Will this spur mergers or acquisitions?
Not anytime soon, obviously. But Zaslav has voiced a hankering to see streaming consolidation in the industry. After Trump’s election, he said the administration “may offer a pace of change and an opportunity for consolidation that may be quite different” and that it may “provide a real positive and accelerated impact on this industry that’s needed.” If and when Paramount Global closes its Skydance Media merger, there might be a tie-up to explore between Paramount+ and HBO Max, for example. Meanwhile, a stand-alone Warner Bros. Discovery networks company could attract the interest of a strategic or private-equity buyer: Like NBCU’s Versant, it’s a reliable cash generator for the time being despite the secular decline.
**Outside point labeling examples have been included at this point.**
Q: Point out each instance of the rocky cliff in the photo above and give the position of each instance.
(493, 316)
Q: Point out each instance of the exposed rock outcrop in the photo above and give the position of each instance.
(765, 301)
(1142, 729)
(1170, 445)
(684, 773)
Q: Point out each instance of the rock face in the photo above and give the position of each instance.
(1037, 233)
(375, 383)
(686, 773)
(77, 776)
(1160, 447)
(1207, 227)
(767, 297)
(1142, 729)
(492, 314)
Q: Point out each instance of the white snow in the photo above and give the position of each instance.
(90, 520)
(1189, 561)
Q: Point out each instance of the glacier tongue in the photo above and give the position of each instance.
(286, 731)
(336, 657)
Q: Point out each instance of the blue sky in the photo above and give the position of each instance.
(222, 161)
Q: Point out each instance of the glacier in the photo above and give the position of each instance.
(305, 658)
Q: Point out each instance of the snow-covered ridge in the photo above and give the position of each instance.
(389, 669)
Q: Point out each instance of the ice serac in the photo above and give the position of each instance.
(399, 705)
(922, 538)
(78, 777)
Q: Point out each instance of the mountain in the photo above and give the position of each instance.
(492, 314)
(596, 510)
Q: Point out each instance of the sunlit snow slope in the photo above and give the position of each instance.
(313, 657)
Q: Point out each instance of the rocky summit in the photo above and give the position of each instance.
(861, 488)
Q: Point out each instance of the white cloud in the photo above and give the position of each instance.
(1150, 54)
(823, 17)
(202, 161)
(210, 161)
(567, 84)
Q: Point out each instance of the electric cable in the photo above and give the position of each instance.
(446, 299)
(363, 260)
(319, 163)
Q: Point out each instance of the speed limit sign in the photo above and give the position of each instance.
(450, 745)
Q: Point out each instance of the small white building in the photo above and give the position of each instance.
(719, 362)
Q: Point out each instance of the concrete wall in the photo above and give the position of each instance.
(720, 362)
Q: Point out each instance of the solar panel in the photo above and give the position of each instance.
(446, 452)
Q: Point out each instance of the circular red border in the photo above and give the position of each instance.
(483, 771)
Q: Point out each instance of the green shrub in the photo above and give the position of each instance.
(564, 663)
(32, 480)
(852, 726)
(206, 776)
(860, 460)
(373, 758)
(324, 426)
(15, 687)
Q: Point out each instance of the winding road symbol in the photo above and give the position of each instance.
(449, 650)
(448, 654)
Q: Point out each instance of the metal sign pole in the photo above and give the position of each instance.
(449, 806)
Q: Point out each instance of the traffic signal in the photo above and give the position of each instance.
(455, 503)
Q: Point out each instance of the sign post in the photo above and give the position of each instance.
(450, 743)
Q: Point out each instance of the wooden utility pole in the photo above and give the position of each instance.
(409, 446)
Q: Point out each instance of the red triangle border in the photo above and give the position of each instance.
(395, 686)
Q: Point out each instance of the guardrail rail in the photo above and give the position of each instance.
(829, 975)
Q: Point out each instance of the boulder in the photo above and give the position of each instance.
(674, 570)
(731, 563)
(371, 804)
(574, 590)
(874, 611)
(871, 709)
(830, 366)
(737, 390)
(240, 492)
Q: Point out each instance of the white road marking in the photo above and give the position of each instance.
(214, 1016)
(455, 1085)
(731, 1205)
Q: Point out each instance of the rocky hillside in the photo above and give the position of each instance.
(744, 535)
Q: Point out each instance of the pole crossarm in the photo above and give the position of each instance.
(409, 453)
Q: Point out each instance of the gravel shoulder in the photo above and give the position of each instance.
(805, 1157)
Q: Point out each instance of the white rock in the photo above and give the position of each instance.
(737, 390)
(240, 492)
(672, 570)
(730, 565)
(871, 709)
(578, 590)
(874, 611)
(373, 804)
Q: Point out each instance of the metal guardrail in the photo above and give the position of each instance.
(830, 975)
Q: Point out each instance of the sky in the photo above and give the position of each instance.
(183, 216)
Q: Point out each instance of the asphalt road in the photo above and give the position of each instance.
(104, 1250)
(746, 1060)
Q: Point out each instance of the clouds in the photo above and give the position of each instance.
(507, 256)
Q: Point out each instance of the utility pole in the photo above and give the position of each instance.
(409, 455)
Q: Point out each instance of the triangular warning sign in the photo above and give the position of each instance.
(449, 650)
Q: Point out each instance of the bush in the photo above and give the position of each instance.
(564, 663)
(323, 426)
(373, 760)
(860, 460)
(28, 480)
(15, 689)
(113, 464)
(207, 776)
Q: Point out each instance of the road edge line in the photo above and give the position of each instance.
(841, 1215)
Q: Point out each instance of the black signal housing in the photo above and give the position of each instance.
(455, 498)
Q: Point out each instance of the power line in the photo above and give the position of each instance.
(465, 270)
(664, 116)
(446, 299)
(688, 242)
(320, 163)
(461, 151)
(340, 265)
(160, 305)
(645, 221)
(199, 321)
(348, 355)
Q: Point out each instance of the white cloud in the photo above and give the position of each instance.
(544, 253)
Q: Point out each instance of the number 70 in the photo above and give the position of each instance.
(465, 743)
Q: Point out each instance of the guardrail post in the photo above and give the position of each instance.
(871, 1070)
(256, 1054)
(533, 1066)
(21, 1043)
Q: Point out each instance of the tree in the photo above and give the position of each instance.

What happens to Warner Bros. Discovery’s debt?
According to Warner Bros. Discovery, the majority of the debt load — standing at $34 billion in net debt as of the end of March — will remain with the linear TV company. It also announced a $17.5 billion bridge loan to help tide it over until the split occurs. The devil’s in the details here: It’s unknown how the debt would be divvied up and what the terms would be. Warner Bros. Discovery claims both companies “will have a clear path to de-leveraging,” with “significant cash flow” and strong liquidity through cash and revolving credit. And the company says the linear networks spinoff will have “up to a 20% retained stake” in Warner Bros. Discovery Streaming & Studios that will help it efficiently pay down debt. But that’s predicated on an enhanced valuation for the Streaming & Studios entity, and right now the size of such a lift is still an X factor.